J'ai reçu, Monseigneur, vôtre Lettre du 19 février.
Je suis toujours étonné d'écrire en 1777. Vous rafraichissez mes faibles sens en me disant que mon neveu d'Hornoy ou Dompierre, ne s'est pas mal conduit. Je vous réponds qu'il n'est en aucune façon du parti des fanatiques. Il songe même à se tirer de cette cohue.

J'ai pris vingt fois la plume pour oser dire mon avis publiquement sur les injustices que vous éssuiez. J'ai été retenu par la crainte de vous compromettre sans vous servir. Je ne peux pas m'imaginer qu'à la fin vous ne triomphiez pas. Plus les affaires se prolongent, et plus elle donnent le tems au public de revenir à la raison. C'est toujours mon avis.

Vous m'étonnez bien par vos deux furies. Je voudrais bien les connaître. J'ai vu le tems où il n'y aurait pas eu deux femmes en France capables de se déclarer contre vous.

Je ne sçais plus où est Madame De St Julien, ni ce qu'elle fait, ni ce qu'elle pense, ni où elle demeure. Elle ne m'a écrit qu'une seule fois depuis qu'elle a quitté ma retraitte.

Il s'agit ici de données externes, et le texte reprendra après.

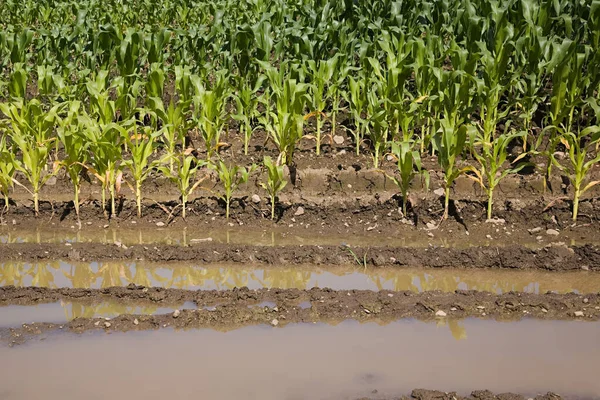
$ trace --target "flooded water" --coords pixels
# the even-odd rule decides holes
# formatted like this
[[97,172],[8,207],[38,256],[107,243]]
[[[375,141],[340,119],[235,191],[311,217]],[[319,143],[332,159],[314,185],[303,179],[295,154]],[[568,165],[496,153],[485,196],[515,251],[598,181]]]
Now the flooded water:
[[[197,309],[193,302],[181,306],[149,307],[126,306],[118,302],[103,301],[98,304],[81,304],[70,301],[33,306],[0,306],[0,328],[10,328],[32,322],[67,323],[75,318],[113,318],[121,314],[158,315],[172,313],[175,309]],[[0,397],[2,398],[2,397]]]
[[[585,241],[570,238],[568,233],[561,236],[561,240],[571,246],[581,243],[591,243],[593,238]],[[429,238],[425,232],[415,230],[413,233],[404,233],[401,236],[378,235],[371,233],[357,233],[354,235],[331,235],[320,233],[315,229],[290,232],[286,228],[257,229],[246,226],[229,227],[227,229],[202,229],[202,227],[171,228],[162,227],[152,229],[138,228],[136,225],[129,227],[109,227],[84,225],[81,230],[76,226],[50,228],[48,225],[39,227],[14,228],[0,227],[0,243],[105,243],[116,242],[124,245],[198,245],[206,243],[247,244],[255,246],[289,246],[289,245],[330,245],[338,246],[342,243],[350,246],[400,246],[400,247],[426,247],[431,245],[442,247],[469,247],[469,246],[508,246],[518,244],[532,248],[540,247],[535,236],[528,234],[503,235],[502,240],[491,240],[485,235],[465,235],[464,232],[455,235]]]
[[147,262],[0,264],[0,286],[104,288],[130,283],[182,289],[328,287],[336,290],[412,290],[422,292],[476,289],[494,293],[519,291],[597,292],[600,274],[586,271],[540,272],[491,269],[241,267]]
[[600,397],[600,324],[405,320],[58,336],[0,348],[4,400],[348,399],[415,388]]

Je la quitterai bientôt moi même pour aller mourir dans mon voisinage en Suisse.

Vous savez sans doute que Mr De La Borde, l'ancien valet de chambre du Roi, veut faire connaître cette Suisse à vos parisiens, par une description qu'il en fait accompagnée de mille estampes, pour lesquelles toute la famille roiale a souscrit. Il m'avait proposé de prendre une petite maison dans ma colonie pour être plus à portée de son ouvrage, mais il a changé d'avis. C'était une idée bien singulière pour un fermier général.

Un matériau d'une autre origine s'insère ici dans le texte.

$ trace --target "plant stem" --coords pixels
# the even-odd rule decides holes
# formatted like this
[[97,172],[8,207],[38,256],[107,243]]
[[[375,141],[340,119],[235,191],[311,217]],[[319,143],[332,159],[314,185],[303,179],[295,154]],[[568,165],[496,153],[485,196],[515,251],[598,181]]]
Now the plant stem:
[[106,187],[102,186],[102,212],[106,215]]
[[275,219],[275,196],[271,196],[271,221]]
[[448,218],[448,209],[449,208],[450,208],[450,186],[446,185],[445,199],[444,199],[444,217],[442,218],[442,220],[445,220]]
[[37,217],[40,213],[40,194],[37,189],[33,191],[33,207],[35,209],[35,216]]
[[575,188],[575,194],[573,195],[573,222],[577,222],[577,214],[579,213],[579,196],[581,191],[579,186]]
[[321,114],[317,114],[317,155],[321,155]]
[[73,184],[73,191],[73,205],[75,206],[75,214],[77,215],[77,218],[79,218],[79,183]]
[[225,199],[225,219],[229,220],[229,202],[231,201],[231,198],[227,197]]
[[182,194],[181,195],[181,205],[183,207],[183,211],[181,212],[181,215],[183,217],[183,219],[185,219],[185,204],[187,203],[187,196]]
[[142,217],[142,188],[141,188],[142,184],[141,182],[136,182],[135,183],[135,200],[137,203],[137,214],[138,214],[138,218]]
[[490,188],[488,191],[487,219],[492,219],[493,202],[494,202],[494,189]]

J'ose croire que la requête du jeune Lally pour faire revoir le procès de son père, ne servira pas peu à rendre la saine partie du parlement plus circonspecte que jamais dans ses décisions. Le jeune homme ne peut qu'être aprouvé du public, il a de l'esprit, de la valeur, de l'opiniâtreté; il veut venger le sang de son père, le public sera pour lui. Il m'engagea, il y a trois à quatre ans à dire ce que je pensais de la catastrophe du général Lally, dans un de mes fatras. Le raporteur de cette étrange procez m'écrivit que j'étais mal informé, et que toutes les procédures qu'il conserve font sa justification. On dit à présent qu'il fera imprimer toutes ces pièces, si la requête du jeune Tolendal Lally est admise.

Celà va faire une terrible diversion à vôtre affaire. On me mande que Mr Le premier président est allé parler au Roi pour prévenir cette revision. Je doute en éffet qu'elle soit obtenue. La famille De Thou demanda en vain une révision pareille.

Je crains de vous écrire trop indiscrètement; je m'arrête en vous renouvellant mon tendre et inviolable respect, et les regrets qui me dévorent d'être si loin de vous.